Imagine that we have a list of 256 bits that we want to copy to an array of 32 bytes. The word size will be 8, since there are 8 bits per byte. The code above will calculate 33 for the iteration count and then attempt to populate values in the vector indexed from 0...32. Vectors use zero-based indexing, so we really only want 32 iterations spanning from 0...31.

Dropping the + 1 from the calculation of iterations allowed me to back out of the hacking I'd done while finding my way here. I put back the call to bv_to_bytes() and uncommented out the two return statements in the if block that follows. With bv_to_bytes() in the code path, the comparison logic was once again able to compare actual to expected and find a match, but since the utility was no longer copying one byte past its allocated region, the unwanted Abort Trap: 6 did not return.

I found this issue while looking to see if there was an existing issue to prepare a pull request against and tried running test_sha256_full on a hunch. I am certain it was failing for me before I'd touched anything else, and the only change in my repository from master now is the removal of + 1 from bit_list_to_ints() assignment to its iterations counter, but the test program now returns OK.

It would probably be wise to observe why this issue was also causing the failure in test_sha256_full, particularly since it manifested in a nastier red test case rather than just faulty exit code after passing the test logic.

I'll have a pull request offering momentarily. It's small, but I've also already forked the base for this repository, so am learning how to do a cross-fork pull request for the first time.

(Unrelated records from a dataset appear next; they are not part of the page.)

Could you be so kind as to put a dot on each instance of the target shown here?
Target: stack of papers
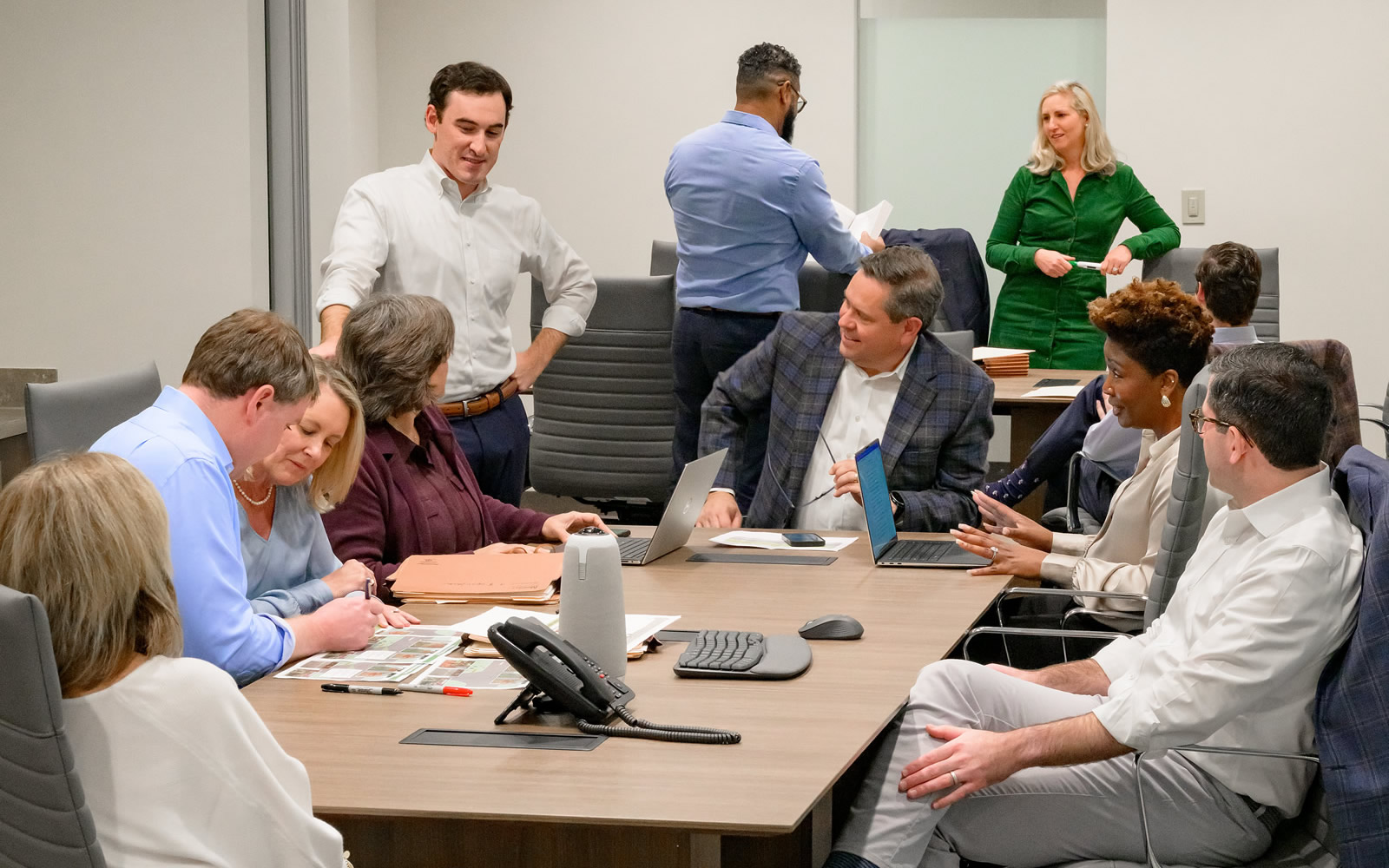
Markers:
(392, 654)
(530, 580)
(639, 629)
(759, 539)
(1002, 361)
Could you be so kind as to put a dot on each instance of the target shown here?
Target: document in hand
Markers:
(479, 578)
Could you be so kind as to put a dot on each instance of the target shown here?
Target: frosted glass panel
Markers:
(948, 110)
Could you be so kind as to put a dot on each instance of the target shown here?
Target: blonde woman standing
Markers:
(1066, 207)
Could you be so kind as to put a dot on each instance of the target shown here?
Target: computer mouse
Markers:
(833, 627)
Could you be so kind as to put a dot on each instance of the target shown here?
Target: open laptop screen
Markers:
(872, 483)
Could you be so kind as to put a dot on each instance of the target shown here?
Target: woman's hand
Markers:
(560, 527)
(1117, 261)
(1006, 521)
(347, 578)
(1053, 264)
(1006, 556)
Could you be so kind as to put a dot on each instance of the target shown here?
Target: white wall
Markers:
(134, 177)
(1280, 111)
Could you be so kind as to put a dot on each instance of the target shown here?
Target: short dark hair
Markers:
(1278, 398)
(763, 67)
(389, 347)
(914, 288)
(250, 349)
(469, 76)
(1231, 273)
(1159, 326)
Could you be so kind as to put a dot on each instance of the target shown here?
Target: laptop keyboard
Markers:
(632, 549)
(918, 550)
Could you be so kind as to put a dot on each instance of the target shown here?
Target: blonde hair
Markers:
(88, 535)
(333, 479)
(1097, 155)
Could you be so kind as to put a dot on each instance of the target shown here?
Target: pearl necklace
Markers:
(254, 503)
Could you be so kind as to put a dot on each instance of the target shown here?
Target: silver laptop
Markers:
(882, 532)
(680, 516)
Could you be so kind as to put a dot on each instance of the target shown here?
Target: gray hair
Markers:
(389, 347)
(914, 288)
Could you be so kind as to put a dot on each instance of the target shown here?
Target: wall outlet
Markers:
(1194, 206)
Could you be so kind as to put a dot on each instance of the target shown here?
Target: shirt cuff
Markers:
(563, 319)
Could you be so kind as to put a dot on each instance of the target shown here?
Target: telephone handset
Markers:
(564, 674)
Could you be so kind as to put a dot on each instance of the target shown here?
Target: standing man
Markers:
(747, 208)
(439, 228)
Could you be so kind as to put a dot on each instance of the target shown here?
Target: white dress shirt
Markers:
(856, 417)
(178, 770)
(1266, 601)
(409, 231)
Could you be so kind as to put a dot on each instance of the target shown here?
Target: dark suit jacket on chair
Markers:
(934, 449)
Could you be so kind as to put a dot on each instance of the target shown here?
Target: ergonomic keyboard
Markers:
(743, 654)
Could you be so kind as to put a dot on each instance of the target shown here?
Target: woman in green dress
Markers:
(1064, 207)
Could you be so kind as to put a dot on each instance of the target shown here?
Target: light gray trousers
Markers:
(1041, 816)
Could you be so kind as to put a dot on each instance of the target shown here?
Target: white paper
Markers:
(756, 539)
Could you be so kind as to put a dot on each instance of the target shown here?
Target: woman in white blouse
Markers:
(177, 767)
(1156, 340)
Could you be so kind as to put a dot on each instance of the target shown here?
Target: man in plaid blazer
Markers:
(833, 385)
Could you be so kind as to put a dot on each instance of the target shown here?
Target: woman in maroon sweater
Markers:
(416, 492)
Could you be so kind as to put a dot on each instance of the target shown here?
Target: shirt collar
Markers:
(743, 118)
(448, 187)
(185, 410)
(1271, 514)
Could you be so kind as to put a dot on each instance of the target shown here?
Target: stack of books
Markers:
(532, 580)
(999, 361)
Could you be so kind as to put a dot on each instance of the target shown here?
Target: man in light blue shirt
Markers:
(250, 375)
(747, 208)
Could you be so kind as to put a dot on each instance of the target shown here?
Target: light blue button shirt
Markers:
(747, 208)
(285, 573)
(180, 450)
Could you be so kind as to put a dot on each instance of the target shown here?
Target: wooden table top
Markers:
(799, 736)
(1009, 391)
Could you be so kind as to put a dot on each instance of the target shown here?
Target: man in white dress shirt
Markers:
(439, 228)
(1030, 768)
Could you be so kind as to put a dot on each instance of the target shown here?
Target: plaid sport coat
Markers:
(935, 448)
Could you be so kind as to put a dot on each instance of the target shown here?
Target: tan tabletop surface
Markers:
(799, 735)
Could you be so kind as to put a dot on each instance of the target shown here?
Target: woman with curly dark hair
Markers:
(1156, 339)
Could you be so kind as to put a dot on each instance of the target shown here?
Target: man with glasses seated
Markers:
(1030, 767)
(833, 385)
(747, 208)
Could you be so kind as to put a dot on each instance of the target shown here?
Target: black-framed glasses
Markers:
(1201, 421)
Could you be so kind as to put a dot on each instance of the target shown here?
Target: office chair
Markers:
(73, 416)
(46, 819)
(1180, 266)
(604, 407)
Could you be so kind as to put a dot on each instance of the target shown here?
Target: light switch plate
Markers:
(1194, 206)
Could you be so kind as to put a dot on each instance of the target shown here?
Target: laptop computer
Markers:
(882, 532)
(680, 516)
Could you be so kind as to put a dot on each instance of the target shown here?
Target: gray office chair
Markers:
(69, 417)
(604, 409)
(1180, 266)
(46, 823)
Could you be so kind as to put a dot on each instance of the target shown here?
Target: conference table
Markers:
(1031, 417)
(768, 800)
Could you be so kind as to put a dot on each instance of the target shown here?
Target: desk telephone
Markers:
(560, 674)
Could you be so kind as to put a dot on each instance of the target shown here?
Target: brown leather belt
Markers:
(485, 402)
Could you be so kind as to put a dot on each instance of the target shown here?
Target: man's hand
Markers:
(560, 527)
(978, 759)
(720, 511)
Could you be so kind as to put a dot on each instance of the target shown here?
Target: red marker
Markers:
(444, 691)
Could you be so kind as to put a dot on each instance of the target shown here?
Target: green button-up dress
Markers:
(1049, 314)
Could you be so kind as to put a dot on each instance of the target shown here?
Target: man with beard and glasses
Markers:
(747, 210)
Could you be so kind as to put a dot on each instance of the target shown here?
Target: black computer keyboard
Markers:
(722, 652)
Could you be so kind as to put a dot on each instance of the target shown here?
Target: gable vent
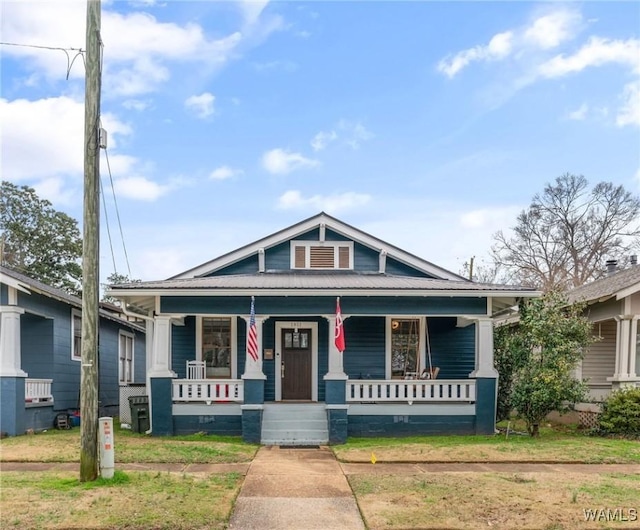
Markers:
(321, 257)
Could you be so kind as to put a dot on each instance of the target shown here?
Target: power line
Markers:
(115, 202)
(79, 52)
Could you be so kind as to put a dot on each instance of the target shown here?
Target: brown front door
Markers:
(296, 360)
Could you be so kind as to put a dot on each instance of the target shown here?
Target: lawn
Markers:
(556, 444)
(455, 500)
(130, 447)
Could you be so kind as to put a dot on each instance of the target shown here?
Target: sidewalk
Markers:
(294, 489)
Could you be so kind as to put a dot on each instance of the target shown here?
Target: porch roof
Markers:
(312, 283)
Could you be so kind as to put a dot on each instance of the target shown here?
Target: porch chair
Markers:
(196, 370)
(430, 373)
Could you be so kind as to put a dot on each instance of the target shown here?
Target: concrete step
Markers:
(294, 424)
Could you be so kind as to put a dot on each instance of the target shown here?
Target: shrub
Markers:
(621, 413)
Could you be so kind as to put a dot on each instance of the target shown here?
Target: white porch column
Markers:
(626, 350)
(336, 364)
(253, 368)
(484, 349)
(160, 365)
(10, 358)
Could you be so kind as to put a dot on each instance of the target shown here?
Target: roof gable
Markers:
(619, 285)
(311, 228)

HarryR commented 5 years ago

Let me digest this, but... the Abort trap 6 bug was also causing the OSX Travis CI builds to fail, and I haven't had the time to look into this yet, but it seemed like a bug in a destructor somewhere.

I've been compiling with both clang and gcc, and running valgrind on the builds on Linux to check for out of bounds accesses etc, but it's not very strict.

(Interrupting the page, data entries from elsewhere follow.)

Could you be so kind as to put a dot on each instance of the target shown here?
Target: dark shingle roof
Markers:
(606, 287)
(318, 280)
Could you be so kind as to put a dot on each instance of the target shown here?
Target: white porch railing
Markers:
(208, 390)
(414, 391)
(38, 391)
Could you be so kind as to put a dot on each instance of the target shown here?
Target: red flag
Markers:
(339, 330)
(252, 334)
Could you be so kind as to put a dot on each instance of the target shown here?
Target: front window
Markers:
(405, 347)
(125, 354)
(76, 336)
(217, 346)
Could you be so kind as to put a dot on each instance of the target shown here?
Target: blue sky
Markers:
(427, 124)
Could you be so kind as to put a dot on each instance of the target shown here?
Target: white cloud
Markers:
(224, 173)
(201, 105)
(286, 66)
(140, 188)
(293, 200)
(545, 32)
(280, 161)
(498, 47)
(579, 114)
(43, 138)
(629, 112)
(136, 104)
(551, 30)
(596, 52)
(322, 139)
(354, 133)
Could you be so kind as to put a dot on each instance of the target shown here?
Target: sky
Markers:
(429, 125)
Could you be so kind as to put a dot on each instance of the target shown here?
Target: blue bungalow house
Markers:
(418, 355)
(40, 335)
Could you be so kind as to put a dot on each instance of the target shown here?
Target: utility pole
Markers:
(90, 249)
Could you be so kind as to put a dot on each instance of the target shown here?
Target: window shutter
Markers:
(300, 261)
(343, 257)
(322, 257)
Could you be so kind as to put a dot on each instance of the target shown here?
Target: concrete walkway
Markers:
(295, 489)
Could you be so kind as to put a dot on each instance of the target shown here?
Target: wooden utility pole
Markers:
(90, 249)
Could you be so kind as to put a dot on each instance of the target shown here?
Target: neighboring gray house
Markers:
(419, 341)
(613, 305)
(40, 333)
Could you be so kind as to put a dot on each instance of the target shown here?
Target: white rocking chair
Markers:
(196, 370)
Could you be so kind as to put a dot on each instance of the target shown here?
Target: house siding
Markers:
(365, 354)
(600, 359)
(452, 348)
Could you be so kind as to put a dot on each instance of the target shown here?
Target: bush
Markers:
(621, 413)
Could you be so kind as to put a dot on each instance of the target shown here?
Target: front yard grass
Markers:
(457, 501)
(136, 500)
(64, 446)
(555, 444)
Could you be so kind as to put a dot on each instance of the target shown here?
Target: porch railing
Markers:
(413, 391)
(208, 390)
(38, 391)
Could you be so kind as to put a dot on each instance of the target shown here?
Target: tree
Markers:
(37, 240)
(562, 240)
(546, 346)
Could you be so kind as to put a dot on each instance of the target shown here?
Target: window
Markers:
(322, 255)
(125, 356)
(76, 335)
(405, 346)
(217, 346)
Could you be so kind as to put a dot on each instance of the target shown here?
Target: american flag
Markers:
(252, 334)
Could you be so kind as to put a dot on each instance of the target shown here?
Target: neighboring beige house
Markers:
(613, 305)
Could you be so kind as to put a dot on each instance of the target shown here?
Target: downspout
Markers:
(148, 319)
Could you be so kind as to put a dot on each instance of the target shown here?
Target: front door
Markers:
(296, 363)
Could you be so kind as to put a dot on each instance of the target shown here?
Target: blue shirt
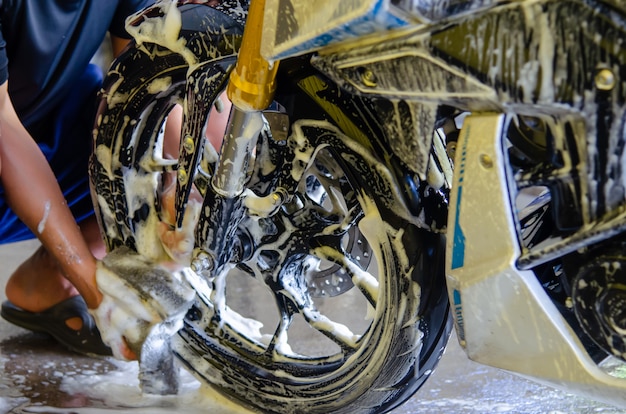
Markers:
(46, 44)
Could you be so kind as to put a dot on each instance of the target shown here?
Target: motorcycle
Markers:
(429, 163)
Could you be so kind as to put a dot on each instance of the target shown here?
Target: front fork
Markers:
(250, 90)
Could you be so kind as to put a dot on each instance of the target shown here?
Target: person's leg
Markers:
(38, 283)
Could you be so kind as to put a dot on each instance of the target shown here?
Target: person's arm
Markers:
(34, 195)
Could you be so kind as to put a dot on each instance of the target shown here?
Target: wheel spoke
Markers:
(365, 281)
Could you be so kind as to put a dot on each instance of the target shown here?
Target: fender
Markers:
(196, 29)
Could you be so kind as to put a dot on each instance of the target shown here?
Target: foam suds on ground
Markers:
(118, 390)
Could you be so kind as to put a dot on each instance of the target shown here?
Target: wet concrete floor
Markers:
(39, 376)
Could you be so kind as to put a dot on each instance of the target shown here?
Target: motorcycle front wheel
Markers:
(341, 306)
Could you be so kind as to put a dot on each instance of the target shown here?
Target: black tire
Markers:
(347, 198)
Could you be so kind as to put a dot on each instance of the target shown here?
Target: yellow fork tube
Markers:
(252, 82)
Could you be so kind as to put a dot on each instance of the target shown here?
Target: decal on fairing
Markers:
(458, 237)
(458, 314)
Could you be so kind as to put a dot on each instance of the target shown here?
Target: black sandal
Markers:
(86, 340)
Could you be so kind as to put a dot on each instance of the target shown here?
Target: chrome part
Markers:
(240, 138)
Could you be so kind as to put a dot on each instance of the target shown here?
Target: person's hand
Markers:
(139, 298)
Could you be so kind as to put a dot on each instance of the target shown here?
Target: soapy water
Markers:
(110, 385)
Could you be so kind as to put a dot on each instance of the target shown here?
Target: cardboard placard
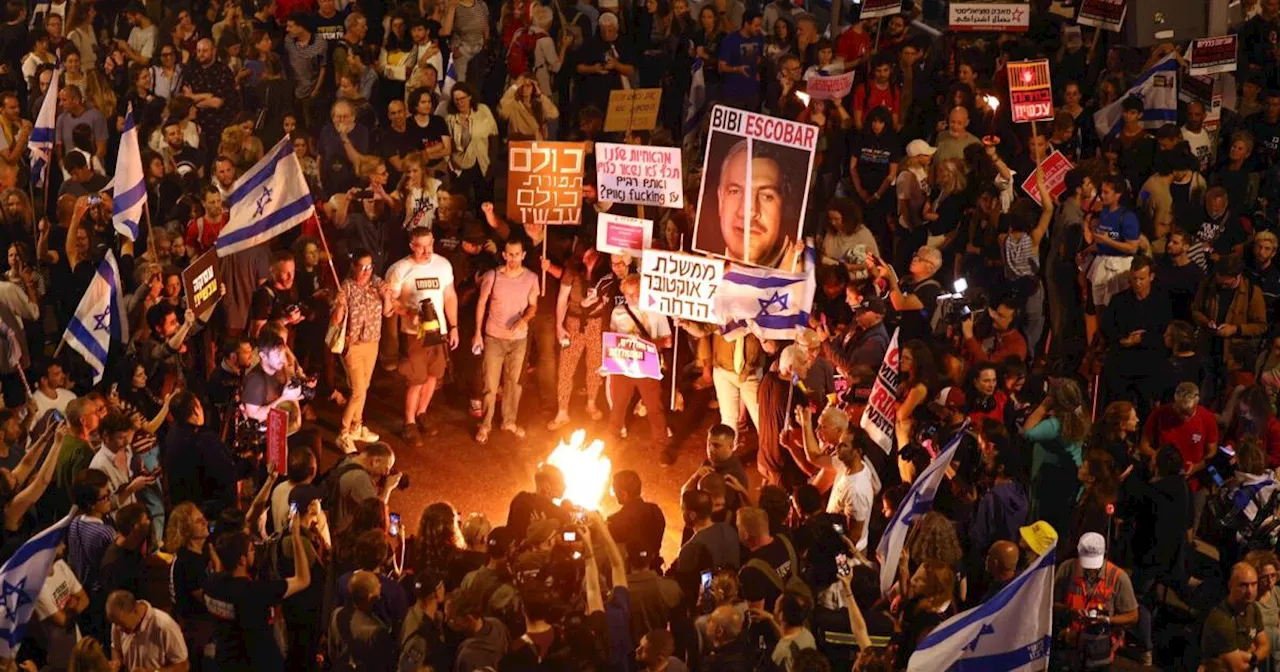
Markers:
(1214, 55)
(201, 283)
(544, 184)
(833, 87)
(1055, 169)
(635, 109)
(1105, 14)
(616, 234)
(681, 286)
(874, 9)
(1031, 94)
(778, 174)
(278, 440)
(993, 17)
(639, 174)
(630, 356)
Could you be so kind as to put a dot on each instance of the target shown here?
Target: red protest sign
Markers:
(1031, 94)
(1055, 169)
(1106, 14)
(277, 440)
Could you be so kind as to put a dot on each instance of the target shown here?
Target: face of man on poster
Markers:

Thank you for taking the time to look into this, I really appreciate it.

HarryR commented 5 years ago

:D

HarryR commented 5 years ago

I guess the downside from this is that I introduced this bug somehow, and it was only caught because of multi-platform tests, and for that I feed bad :(

I will ponder on how to avoid introducing these kinds of bugs in future, and possibly it may just mean paying more attention while programming and making sure I have more thorough tests for edge cases etc.